« J’ai appris comme vous, la démission de Vital Kamerhe », une phrase prononcée par Félix Tshisekedi après la démission de Vital Kamerhe à la présidence de l’Assemblée Nationale congolaise.
Une phrase interprété différemment par plusieurs congolais épris de la conscience. Pour certains,le président de la République veut tout simplement tromper la vigilance de la population et faire croire au monde et aux congolais qu’il n’était pas impliqué dans tout ce qui se passe depuis un moment au sein de cette institution.
Ces derniers y voient une « Malignité » et une hypocrisie de Félix Tshisekedi qui se fait passer pour un ignorant dans l’affaire.
Et pour essayer de jauger les esprits des congolais, Félix Tshisekedi indique que : « Je continue de considérer Vital Kamerhe comme un allié, un frère, à moins qu’il en décide autrement », mais des propos qui choquent certains congolais le qualifiant directement de « L’hypocrisie » de la part de Félix Tshisekedi.
Et pour se laver de tout ce qui s’est passé, Tshisekedi a déclaré : « Je ne suis pas responsable de ce qui est arrivé à l’assemblée nationale », a-t-il conclu.
Par ailleurs, il est à noter que la situation actuelle suscite autant de questionnements au sein des politiques et des populations.
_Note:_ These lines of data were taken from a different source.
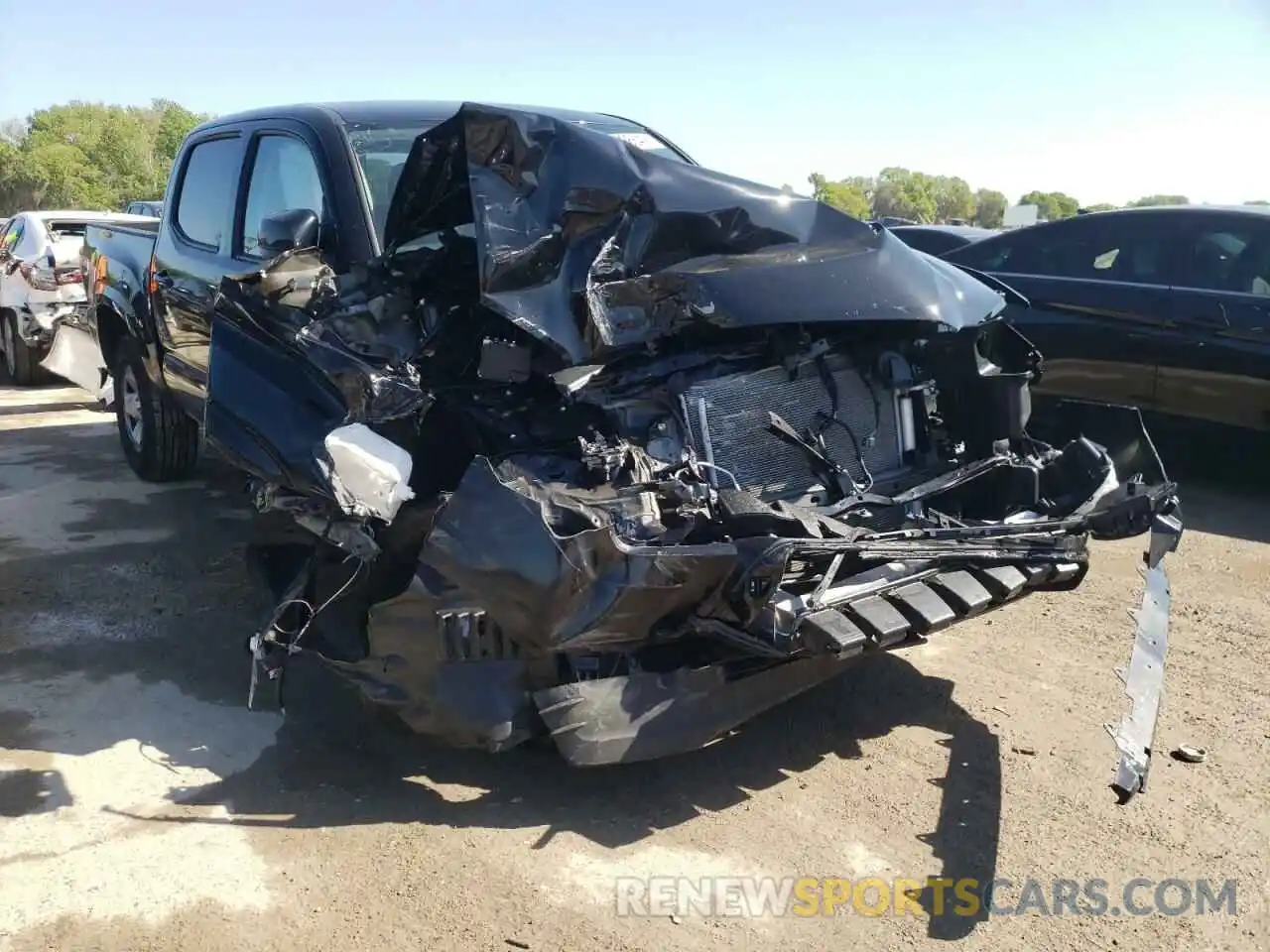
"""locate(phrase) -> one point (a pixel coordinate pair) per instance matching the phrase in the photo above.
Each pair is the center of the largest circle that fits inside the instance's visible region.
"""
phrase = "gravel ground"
(143, 807)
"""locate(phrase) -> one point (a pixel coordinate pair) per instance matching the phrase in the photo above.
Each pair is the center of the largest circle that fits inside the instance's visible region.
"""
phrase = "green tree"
(847, 195)
(952, 198)
(989, 208)
(1159, 199)
(89, 155)
(905, 194)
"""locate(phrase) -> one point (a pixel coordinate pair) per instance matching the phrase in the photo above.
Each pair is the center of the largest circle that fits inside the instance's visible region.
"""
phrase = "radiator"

Pour l’opinion publique Il fallait que le chef de l’État s’implique sur le dossier de Kamerhe pour stopper cette pétition mais malheureusement il semble être le vrai acteur principal.
Une chasse aux Swahiliphones ?
Cette hypothèse semble être confirmée petit à petit vu la situation imposée aux swahilophones se trouvent dans la capitale congolaise.
Vital Kamerhe, étant ressortissant de l’Est du pays précisément au Sud-Kivu,il n’a reçu aucun soutien de son partenaire Félix Tshisekedi qui s’est éloigné de l’affaire.
Ce qui semble confirmer qu’un plan d’éloignement des ressortissants de l’Est et de l’espace swahilophones accroît du jour au lendemain.
Au lieu de privilégier le dialogue, seule voie pour en finir avec la crise sécuritaire qui secoue toute la partie Est du pays et la région du grand lac, Tshisekedi et sa bande préfèrent imposer une dictature, une division ethnique, un tribalisme, des détournements de deniers publics bref une ingouvdanse et pourchassent les autres.